Thursday, April 16, 2009
Be Alert On The Internet!
One would be hard-pressed to find a child of the ‘90s who didn’t get any of their sex education from the Internet – Wikipedia, WebMD, or good old Google. Unfortunately, cyberspace isn’t always trustworthy, and much of that “sex ed” may have been incomprehensive or just plain wrong. According to a recent study from Lucile Packard Children’s Hospital and the Stanford School of Medicine, these sites are riddled with misinformation and omissions – even the ones reviewed by doctors!
Six myths perpetuated by these sites:
1. Emergency contraception is not available for minors or Emergency contraception is readily available to minors. Fact: It’s neither. Only those 18 and older can buy it over the counter, but minors can obtain it with a prescription, or – in 9 states, not including MD – directly from authorized pharmacists. The Food and Drug Administration (FDA) is currently considering whether to lower the age from 18.

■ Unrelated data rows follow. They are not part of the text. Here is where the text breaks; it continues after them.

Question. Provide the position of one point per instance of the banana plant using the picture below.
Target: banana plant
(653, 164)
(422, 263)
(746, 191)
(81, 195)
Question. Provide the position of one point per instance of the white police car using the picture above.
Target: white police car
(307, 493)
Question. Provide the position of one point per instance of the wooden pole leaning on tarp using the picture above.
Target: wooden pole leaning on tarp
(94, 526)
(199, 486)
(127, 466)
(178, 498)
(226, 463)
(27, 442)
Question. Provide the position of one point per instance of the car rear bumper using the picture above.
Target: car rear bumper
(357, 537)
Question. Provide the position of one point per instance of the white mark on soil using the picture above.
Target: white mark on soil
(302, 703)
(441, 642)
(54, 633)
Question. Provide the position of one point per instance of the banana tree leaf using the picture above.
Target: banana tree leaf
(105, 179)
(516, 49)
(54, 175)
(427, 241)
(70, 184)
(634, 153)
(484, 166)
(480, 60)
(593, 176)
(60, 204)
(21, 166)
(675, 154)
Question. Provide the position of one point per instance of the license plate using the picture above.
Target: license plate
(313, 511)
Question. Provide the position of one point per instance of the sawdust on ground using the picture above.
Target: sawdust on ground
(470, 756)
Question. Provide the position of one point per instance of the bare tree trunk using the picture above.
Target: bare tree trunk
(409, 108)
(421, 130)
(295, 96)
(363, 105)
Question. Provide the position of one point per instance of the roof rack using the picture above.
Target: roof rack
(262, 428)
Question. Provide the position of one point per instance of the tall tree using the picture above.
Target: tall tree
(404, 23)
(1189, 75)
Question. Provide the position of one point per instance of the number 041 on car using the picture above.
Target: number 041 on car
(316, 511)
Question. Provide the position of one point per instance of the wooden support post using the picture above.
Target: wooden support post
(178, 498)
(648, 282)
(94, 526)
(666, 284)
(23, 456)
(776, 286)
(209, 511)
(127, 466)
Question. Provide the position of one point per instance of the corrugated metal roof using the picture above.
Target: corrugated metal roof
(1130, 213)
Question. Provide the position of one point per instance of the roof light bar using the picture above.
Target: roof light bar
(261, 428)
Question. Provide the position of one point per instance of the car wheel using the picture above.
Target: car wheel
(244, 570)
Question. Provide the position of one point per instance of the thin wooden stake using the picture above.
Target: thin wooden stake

2. Emergency contraception causes an abortion. Fact: It doesn’t. Its effects are completely different from those of RU-486, the “abortion pill.”
3. IUDs are not safe for use by adolescents. Fact: IUDs have been proven to be absolutely safe for use by adolescents.
4. The Pill causes you to gain weight. Fact: Modern oral contraceptives have not been proven to cause weight gain; a review of 47 control trials was unable to provide evidence for the claim.
5. Adolescents don’t need a Pap smear until much later in life or Adolescents should have a Pap smear by age 18. Fact: Young women should get a Pap smear 3 years after their first sexual intercourse or at age 21.
6. Herpes can only be transmitted through sexual intercourse. Fact: Actually, you can get herpes, and a couple other STIs like HPV, from kissing or skin-to-skin contact.
If you’d like more information on these reproductive health facts, the study identified the following sites as the most reliable sources for accurate information:
TeenWire, from the Planned Parenthood Federation of America.
Go Ask Alice, produced by Health Services at Columbia University.
Center for Young Women’s Health, from Children’s Hospital Boston.
TeensHealth, from the Nemours Center for Children’s Health Media.